I noticed that you are using G4Dn instances. Unfortunately, plugin doesn't support g4dn platform. We only support p3dn and p4d platforms.

Looking at the libfabric error,

libfabric:465:1673041637:efa:cq:rxr_cq_write_tx_error():243<warn> rxr_cq_write_tx_error: err: 21, prov_err: Unknown error -21 (21)

@wzamazon Can you help reason out the error code?

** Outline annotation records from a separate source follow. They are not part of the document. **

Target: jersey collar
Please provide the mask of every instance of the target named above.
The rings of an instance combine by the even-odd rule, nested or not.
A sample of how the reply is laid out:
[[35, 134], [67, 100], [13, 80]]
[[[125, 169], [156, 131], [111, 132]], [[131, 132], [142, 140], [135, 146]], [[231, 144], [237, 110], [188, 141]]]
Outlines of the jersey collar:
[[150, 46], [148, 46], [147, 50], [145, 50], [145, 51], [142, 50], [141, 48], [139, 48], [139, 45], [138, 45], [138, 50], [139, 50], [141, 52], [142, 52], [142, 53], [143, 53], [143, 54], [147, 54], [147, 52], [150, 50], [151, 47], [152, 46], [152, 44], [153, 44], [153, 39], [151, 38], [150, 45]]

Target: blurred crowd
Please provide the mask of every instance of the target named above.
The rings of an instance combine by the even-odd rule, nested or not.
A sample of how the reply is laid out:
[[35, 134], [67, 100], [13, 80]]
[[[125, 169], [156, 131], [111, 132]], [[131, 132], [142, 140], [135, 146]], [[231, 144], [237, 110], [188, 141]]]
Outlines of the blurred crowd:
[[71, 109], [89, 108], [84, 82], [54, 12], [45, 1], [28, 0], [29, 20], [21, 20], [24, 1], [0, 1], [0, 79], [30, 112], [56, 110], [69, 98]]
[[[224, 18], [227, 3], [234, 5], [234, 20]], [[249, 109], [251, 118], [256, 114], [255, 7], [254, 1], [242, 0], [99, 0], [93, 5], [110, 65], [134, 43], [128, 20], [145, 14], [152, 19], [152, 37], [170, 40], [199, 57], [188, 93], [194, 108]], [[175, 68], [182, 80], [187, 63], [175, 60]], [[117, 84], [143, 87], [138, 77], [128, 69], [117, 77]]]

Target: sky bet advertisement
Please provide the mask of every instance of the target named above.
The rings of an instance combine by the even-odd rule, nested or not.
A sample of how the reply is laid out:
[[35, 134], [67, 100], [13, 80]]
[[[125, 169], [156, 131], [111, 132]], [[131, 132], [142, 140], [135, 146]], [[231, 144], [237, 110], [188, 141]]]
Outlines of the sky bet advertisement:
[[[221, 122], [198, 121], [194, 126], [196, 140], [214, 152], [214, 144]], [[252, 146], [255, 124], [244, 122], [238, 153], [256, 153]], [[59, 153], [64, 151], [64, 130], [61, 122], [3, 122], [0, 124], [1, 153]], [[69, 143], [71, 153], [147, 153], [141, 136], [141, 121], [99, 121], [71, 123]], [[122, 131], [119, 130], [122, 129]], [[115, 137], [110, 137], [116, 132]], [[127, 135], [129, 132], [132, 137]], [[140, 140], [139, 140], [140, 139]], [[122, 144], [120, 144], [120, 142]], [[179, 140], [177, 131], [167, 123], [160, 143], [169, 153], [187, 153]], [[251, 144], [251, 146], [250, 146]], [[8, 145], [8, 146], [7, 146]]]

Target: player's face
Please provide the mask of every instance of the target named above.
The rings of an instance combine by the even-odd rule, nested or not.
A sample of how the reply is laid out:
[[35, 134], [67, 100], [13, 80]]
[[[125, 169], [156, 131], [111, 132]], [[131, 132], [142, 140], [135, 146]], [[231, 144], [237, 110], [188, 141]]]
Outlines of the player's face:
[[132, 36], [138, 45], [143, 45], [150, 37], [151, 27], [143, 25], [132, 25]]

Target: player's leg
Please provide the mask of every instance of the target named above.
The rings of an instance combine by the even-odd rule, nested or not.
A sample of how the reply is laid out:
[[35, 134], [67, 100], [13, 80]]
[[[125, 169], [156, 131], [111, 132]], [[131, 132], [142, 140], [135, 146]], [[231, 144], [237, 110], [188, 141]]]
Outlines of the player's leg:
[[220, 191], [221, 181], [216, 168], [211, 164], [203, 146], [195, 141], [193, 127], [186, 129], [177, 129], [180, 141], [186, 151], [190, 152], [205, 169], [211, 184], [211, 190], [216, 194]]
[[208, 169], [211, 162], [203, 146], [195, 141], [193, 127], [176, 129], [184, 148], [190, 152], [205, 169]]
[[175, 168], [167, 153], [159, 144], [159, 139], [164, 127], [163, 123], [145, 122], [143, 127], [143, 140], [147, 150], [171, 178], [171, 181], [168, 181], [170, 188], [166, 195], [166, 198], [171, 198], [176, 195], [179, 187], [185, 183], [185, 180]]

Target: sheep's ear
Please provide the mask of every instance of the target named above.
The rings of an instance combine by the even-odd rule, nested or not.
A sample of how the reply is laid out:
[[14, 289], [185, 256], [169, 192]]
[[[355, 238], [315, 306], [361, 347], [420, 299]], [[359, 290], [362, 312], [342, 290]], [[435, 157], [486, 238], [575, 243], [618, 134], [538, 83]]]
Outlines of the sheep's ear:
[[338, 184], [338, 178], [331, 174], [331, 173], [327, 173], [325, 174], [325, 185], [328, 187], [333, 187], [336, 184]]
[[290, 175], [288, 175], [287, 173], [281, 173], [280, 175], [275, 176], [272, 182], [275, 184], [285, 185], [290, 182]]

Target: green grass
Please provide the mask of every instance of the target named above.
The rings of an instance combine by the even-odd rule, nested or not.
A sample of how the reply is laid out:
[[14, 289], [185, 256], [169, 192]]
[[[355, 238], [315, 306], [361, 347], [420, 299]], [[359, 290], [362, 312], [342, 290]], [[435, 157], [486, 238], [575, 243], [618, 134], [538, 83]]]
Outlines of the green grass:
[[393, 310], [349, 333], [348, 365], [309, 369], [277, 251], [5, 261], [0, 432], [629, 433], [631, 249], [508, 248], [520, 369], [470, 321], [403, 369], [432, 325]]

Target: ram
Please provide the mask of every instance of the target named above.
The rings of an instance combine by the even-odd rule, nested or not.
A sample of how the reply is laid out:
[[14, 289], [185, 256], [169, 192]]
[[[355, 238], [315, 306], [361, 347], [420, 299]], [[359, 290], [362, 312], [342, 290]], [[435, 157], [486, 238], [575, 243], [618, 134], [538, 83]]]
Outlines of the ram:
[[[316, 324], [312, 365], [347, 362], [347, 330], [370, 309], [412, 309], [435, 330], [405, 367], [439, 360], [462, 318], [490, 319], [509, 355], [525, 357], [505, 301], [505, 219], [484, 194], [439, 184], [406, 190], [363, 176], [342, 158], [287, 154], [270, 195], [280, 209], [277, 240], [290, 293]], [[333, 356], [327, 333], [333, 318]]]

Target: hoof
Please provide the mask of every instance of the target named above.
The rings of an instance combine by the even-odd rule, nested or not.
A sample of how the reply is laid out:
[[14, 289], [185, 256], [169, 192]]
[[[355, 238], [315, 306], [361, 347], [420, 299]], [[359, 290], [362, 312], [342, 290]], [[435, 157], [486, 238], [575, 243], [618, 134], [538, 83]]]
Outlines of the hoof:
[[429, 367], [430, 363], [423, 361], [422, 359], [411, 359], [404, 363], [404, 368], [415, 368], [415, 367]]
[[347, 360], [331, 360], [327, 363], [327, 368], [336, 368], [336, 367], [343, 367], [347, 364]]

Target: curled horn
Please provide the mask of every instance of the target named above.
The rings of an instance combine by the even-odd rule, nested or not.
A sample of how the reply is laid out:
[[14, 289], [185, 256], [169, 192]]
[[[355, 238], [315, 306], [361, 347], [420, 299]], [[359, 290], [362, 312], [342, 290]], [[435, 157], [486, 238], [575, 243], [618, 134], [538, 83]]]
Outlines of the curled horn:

@rashikakheria Thanks for the response.

After reaching out to AWS support, I found out that the security group must have an ingress and egress rule where it should allow all traffic if the destination has the same security group. This rule should be added even if the a rule such as

IP version | Type | Protocol | Port range | Destination
IPv4 | All traffic | All | All | 0.0.0.0/0

is present.
After adding the rule, the instances are able to communicate with each other using EFA.